Even as the Sensex and Nifty took a breather on Wednesday morning amid global uncertainties after British lawmakers crushed Prime Minister Theresa May’s EU divorce deal on Tuesday, stock market experts say that Brexit deal or without it unlikely to have any significant impact on the present rally. “The present rally is fuelled by liquidity and even discounting this, we have domestic events like General Elections which are likely to be more strongly affecting than the Brexit which is now almost an non-event for us and is overshadowed by domestic event like General Elections,” Milan Vaishnav, Consulting Technical Analyst, Gemstone Equity Research and Advisory Services told Financial Express Online.
According to investment advisor Sandip Sabharwal, the rejection of the Brexit proposal was a given and as such does not change anything. Sharing the way forward, Sandip Sabharwal said, “The two realistic possibilities are– a delay; or a rethink on Brexit. both of these should go down well with the markets.” However, no deal Brexit may be disruptive for the overall sentiment, and is best avoided, he added.
Sharing his outlook on the present stock market rally, Yogesh Nagaonkar, CEO of Rowan Capital Advisors said that he expects the rally to continue further as the pre-poll sentiments are truly polarised.”We don’t expect the rally to die down soon as investors have kindoff prompted the election 2019 outcomes.

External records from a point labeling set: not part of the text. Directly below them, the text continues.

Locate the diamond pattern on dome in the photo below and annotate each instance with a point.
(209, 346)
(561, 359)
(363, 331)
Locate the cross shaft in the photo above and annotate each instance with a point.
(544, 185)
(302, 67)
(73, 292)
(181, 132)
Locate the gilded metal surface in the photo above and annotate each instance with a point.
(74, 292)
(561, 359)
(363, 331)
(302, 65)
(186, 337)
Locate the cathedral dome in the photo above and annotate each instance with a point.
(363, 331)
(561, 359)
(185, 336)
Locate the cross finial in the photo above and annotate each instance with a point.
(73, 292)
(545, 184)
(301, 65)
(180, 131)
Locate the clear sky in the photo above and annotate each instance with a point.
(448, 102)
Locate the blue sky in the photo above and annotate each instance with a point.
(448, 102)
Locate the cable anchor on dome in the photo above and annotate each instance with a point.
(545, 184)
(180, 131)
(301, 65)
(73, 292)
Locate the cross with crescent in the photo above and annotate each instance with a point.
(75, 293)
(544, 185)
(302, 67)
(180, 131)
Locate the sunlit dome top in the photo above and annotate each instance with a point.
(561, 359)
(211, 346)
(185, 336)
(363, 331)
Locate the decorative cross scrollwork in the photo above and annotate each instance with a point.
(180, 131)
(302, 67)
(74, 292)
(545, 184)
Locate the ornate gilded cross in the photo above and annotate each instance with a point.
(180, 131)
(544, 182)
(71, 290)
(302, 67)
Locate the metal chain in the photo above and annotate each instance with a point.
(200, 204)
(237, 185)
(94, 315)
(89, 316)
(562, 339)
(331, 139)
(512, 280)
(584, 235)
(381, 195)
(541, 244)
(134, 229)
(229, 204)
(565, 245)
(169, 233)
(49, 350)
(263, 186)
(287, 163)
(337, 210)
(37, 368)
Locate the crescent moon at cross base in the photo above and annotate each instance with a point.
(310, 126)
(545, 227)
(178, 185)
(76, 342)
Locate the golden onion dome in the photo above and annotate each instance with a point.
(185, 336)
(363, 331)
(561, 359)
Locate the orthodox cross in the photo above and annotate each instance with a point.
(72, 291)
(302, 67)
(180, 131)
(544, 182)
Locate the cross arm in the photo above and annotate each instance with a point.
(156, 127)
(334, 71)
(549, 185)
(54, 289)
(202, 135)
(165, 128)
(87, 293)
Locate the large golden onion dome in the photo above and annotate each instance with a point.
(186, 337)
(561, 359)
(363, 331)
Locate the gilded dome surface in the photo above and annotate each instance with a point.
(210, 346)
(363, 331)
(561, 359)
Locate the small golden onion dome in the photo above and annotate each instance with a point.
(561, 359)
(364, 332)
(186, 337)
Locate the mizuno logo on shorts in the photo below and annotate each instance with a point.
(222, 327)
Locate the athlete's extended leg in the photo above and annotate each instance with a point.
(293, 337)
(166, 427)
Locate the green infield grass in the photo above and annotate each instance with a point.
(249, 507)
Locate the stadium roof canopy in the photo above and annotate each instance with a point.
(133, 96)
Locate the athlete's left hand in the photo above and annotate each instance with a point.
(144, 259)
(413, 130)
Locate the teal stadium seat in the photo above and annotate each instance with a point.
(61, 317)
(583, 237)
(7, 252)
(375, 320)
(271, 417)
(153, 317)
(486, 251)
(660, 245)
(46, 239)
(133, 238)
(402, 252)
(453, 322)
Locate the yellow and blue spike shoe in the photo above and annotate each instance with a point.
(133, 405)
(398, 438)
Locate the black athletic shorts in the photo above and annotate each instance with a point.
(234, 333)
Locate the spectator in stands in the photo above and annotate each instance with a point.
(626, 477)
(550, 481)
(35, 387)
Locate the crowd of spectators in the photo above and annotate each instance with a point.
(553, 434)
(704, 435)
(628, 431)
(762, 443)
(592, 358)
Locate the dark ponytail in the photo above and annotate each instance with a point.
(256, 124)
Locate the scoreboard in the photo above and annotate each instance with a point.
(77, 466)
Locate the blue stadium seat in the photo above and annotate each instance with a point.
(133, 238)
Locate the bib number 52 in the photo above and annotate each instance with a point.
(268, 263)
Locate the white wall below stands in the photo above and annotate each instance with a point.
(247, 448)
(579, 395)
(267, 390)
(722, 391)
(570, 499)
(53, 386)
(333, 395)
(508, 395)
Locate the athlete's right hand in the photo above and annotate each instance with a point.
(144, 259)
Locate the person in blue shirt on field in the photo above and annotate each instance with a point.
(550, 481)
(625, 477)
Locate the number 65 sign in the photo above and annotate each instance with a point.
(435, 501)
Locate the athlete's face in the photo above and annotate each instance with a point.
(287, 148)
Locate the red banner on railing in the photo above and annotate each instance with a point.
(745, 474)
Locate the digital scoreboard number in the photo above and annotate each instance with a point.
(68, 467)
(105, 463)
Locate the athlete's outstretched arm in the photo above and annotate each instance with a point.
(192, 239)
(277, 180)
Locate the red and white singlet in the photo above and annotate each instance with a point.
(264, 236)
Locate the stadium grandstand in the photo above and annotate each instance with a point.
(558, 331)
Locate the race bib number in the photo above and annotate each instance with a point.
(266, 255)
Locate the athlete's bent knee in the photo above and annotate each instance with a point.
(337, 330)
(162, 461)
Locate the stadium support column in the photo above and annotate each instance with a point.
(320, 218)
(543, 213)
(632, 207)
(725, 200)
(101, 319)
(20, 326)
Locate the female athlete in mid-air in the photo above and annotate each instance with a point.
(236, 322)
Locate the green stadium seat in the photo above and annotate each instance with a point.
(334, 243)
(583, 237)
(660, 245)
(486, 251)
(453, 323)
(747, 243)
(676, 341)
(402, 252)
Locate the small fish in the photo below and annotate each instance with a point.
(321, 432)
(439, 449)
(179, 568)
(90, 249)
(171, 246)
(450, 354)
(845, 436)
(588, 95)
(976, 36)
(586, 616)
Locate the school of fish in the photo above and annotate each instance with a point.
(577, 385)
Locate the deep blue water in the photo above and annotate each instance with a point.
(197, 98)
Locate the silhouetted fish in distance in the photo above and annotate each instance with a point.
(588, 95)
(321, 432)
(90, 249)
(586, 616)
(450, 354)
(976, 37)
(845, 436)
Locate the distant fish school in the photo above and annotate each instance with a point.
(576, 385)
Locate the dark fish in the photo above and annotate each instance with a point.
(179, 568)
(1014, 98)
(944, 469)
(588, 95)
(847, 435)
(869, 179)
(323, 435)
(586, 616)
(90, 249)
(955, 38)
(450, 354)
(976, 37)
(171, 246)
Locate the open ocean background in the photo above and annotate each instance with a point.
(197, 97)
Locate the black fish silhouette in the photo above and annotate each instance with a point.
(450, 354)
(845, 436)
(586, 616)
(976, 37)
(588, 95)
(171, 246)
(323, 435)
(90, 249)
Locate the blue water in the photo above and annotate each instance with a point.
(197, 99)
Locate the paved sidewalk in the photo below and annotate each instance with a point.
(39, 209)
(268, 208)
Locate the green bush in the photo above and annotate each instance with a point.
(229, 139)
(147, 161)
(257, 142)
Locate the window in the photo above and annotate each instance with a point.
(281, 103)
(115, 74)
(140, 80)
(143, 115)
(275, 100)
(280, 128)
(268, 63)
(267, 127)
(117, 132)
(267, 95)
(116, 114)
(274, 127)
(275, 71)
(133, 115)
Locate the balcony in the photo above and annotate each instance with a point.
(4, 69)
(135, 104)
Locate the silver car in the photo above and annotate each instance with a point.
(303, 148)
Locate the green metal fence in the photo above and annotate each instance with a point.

Also, Britain is not India’s big trading or commercial partner so economically the impact is not there,” he noted.
I do not see any development on the Brexit front (deal, no deal or delay) impacting markets in any way. The Central bank in Europe has already kept interest rates at record lows and indicated in dovish stance of not increasing it anytime in near future, the funds flow to emerging markets are also not likely to get disturbed.”